Sozialpädagogische Familienhilfe

Sozialarbeiter Brandenburg

 

 

Die SPFH nimmt - als intensivste der ambulanten Hilfen neben der intensiven sozialpädagogischen

Einzelbetreuung - unter den acht Hilfen zur Erziehung eine besondere Stellung ein: In der

SPFH geht es nicht nur um die Schwierigkeiten eines einzelnen Kindes/Jugendlichen, auch wenn

der Anlass der Hilfe das „Kindeswohl“ ist, d.h. wenn „eine dem Wohl des Kindes oder des Jugendlichen entsprechende Erziehung nicht gewährleistet ist und die Hilfe für seine Entwicklung geeignet und notwendig ist“. (KJHG, § 27 (1).

Diese Hilfe bezieht sich grundsätzlich auf die Familie als Ganze.

Der Ansatz der Hilfe ist mehrdimensional, d.h. sie orientiert sich am gesamten Familiensystem

und an dessen sozialem Netzwerk mit seinen Erziehungs-, Beziehungs-, sozialen und materiellen

Problemen und Ressourcen. Die konkrete Ausgestaltung der Hilfe entwickelt sich in der Zusammenarbeit von Familie und Fachkraft.

Die Hilfe hat überwiegend eine Geh-Struktur, d.h. die Fachkräfte suchen die Familien in ihren

Wohnungen auf. Familien werden teilweise auch mehrmals in der Woche über einige Stunden besucht, abhängig z.B. von der Kinderzahl. In den Zeitstrukturen gibt es eine große Flexibilität. Eine

Fachkraft betreut - im Durchschnitt - mit einer vollen Stelle mehrere Familien, häufig dauert eine Familienhilfe zwei Jahre oder mehr.

Die Fachkräfte der Sozialpädagogischen Familienhilfe entwickelten ihren Auftrag und ihr Programm für die Familien mit Hilfe einer alten Formel aus der Geschichte der sozialen Arbeit: "Hilfe zur Selbsthilfe“.

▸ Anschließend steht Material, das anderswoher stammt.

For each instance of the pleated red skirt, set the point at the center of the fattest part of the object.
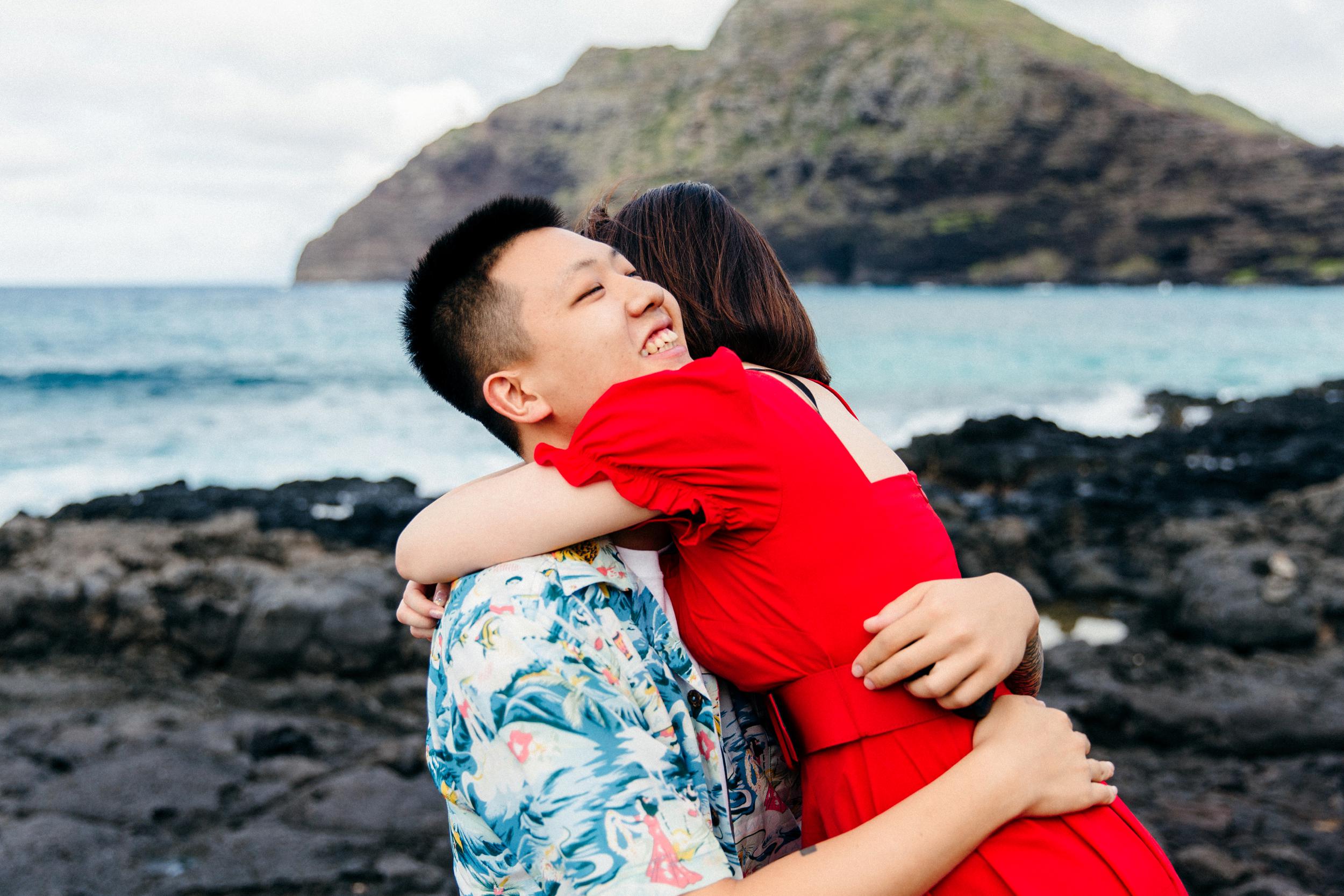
(1098, 852)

Es ist sicherlich nicht überraschend, dass vor allem arme Familien, d.h. Familien in Unterversorgungslagen in den Bereichen Finanzen, Arbeit, Wohnung, Bildung, Versorgung mit gesundheitlichen und psychosozialen Dienstleistungen Sozialpädagogische Familienhilfe erhalten. Es sind meist Familien mit überdurchschnittlich vielen Kindern, häufig in Anpassungssituationen nach

Trennungen oder bei einer Familienneubildung. Die Schwierigkeiten bestehen besonders in der Häufung der Belastungen, die oft über Jahre andauern, und den damit verringerten Chancen von

Veränderungen. Wie auch andere Familien, unterliegen auch diese Familien dem Druck von gesellschaftlichen Anforderungen, Herausforderungen, Verlockungen und Veränderungen, Offenheiten und Undurchschaubarkeiten. Familien mit einer solchen Häufung von Belastungen sind nicht das gewohnte Klientel von Beratung und Therapie. Dies liegt aber offensichtlich nicht an den Familien, sondern an den nicht „passenden“ Beratungsformen.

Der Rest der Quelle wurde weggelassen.